A deep transfer learning framework for the automated assessment of corneal inflammation on in vivo confocal microscopy images
PURPOSE: Infiltration of activated dendritic cells and inflammatory cells in cornea represents an important marker for defining corneal inflammation. Deep transfer learning has presented a promising potential and is gaining more importance in computer assisted diagnosis. This study aimed to develop deep transfer learning models for automatic detection of activated dendritic cells and inflammatory cells using in vivo confocal microscopy images.

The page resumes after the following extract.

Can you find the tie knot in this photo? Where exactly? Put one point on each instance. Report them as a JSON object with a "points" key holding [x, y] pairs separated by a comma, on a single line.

METHODS: A total of 3453 images was used to train the models. External validation was performed on an independent test set of 558 images. A ground-truth label was assigned to each image by a panel of cornea specialists. We constructed a deep transfer learning network that consisted of a pre-trained network and an adaptation layer. In this work, five pre-trained networks were considered, namely VGG-16, ResNet-101, Inception V3, Xception, and Inception-ResNet V2. The performance of each transfer network was evaluated by calculating the area under the curve (AUC) of receiver operating characteristic, accuracy, sensitivity, specificity, and G mean.
RESULTS: The best performance was achieved by Inception-ResNet V2 transfer model. In the validation set, the best transfer system achieved an AUC of 0.9646 (P<0.001) in identifying activated dendritic cells (accuracy, 0.9319; sensitivity, 0.8171; specificity, 0.9517; and G mean, 0.8872), and 0.9901 (P<0.001) in identifying inflammatory cells (accuracy, 0.9767; sensitivity, 0.9174; specificity, 0.9931; and G mean, 0.9545).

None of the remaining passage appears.